Traffic crowds a recently rebuilt section of Verona Road in Fitchburg in January 2017. The nonpartisan Wisconsin Policy Forum has released a report questioning the state’s method of distributing money for local projects. (File photo by Kevin Harnack)

The state’s main aid program for local roads could deliver support more efficiently to places with the greatest need, raising the question of whether it’s time to revisit how these dollars are distributed.

The state’s General Transportation Aids (GTA) program is the second-largest program in the Wisconsin Department of Transportation. At $508.2 million in 2021, including supplemental payments, it’s the second-largest form of state aid to municipal governments in Wisconsin and one of the top forms of aid to counties. The GTA program also is growing more rapidly than other forms of state aid to localities, such as shared-revenue payments.

Yet the formula for distributing the funding has not been revised in two decades. Over time, more funding has shifted toward smaller municipalities that receive the same aid payment regardless of how much they spend on roads, removing an incentive for investing in infrastructure.

For large municipalities and counties, increases may be going toward growing communities with the ability to spend more on road-related costs, making it harder for low-growth communities to invest in roads. Reviewing the state formula in light of these trends could help ensure the dollars are distributed more equitably and better advance the state’s transportation goals.

For decades, state GTA payments have been distributed to local governments through a pair of formulas.
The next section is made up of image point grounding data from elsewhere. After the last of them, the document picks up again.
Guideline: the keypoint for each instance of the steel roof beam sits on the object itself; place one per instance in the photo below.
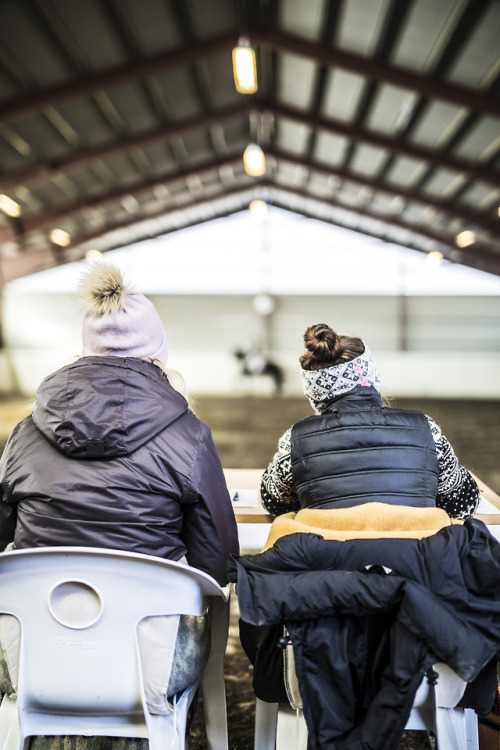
(278, 41)
(374, 69)
(39, 170)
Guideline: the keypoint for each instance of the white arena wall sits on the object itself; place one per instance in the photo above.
(451, 344)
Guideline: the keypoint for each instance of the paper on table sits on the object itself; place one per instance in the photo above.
(245, 498)
(486, 507)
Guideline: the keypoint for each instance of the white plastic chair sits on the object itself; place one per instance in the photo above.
(282, 727)
(79, 666)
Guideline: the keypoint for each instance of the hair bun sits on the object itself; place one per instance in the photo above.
(325, 347)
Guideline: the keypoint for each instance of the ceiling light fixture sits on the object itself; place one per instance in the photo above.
(9, 207)
(244, 68)
(254, 160)
(465, 238)
(60, 237)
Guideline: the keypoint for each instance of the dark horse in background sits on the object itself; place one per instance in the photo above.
(254, 362)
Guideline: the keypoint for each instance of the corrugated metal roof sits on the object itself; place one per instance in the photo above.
(119, 120)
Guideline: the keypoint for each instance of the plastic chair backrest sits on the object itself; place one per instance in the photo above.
(79, 668)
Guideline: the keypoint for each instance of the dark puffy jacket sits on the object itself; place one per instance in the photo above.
(358, 451)
(362, 639)
(112, 457)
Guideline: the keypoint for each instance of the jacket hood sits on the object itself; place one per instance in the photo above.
(105, 406)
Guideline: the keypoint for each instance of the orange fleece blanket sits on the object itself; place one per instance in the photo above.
(367, 521)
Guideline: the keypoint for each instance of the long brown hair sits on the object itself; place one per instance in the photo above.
(326, 348)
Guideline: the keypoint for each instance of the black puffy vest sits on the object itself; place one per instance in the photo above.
(359, 451)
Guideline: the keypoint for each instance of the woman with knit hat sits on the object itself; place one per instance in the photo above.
(355, 450)
(112, 456)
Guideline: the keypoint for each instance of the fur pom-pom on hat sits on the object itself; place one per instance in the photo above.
(103, 290)
(119, 321)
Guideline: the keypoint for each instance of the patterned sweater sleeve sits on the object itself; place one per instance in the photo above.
(458, 493)
(276, 489)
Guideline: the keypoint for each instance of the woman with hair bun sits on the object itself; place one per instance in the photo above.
(355, 449)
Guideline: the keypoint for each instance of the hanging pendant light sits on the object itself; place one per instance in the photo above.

The first takes into account the number of road miles in a given place and the second the share of certain costs associated with its roads, including not only maintenance and construction but also related expenses such as police. Municipalities provide data for the two sets of calculations and the state uses the one yielding the largest payment. Nearly all towns and some villages are paid through the mile formula, whereas larger villages and cities generally are paid through the share-of-costs formula.

State leaders have increased the road-mile rate much more since 1990 (by 224%) than they have total GTA funding (133%). Though the state has avoided it in recent years, this trend of prioritizing the road-mile rate over the overall program has meant GTA funding has increased faster for small communities (towns and some villages) and more slowly for cities and counties.

The options for revising the GTA program that state officials could consider include giving more say to local leaders, possibly through an advisory council of local officials, tweaking the GTA formula by reducing its emphasis on police costs and allowing for greater emphasis on expenses from road maintenance and construction; rewriting the GTA formula to take greater account of considerations such as road or pavement types; population or vehicle registrations, or other factors; or continue the recent practice of shifting more future funding increases for local road aids into the state’s Local Road Improvement Program or other programs.